It is the last day of the year….and I had to take a minute to reflect on 2013. It was a year full of challenge and change. This was the year that I went “all in” on Jesus – I committed to walk boldly thru the doors He opened for me with confidence and assurance. He took me outside of my comfort zone so many times in 2013. Sometimes it was with others; having me share my story with strangers in places I would usually not share or talk with unbelievers about who He is. Many times throughout the year He took me to a place of complete reliance on Him by convicting my heart that the only choice was completely trusting His plan without knowing exactly what that plan looked like.
It was year with challenge.

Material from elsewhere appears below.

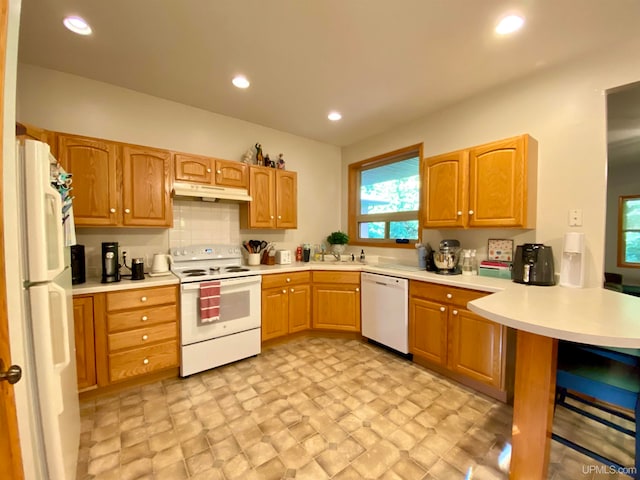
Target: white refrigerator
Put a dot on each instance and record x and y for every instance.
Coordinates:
(48, 309)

I struggled with fear, stress, un-forgiveness and sometimes doubt. There were health scares with loved ones, wondering how I would manage to make ends meet financially, and sometimes feeling like I was on an island by myself. There have been times that my relationship, belief in and speaking of Jesus has offended people, some that I love and some that I barely know. There were times that I slipped, that I made bad choices that I am not proud of and that He used to humble me. There were moments that I felt like the world’s worst mother, daughter and friend.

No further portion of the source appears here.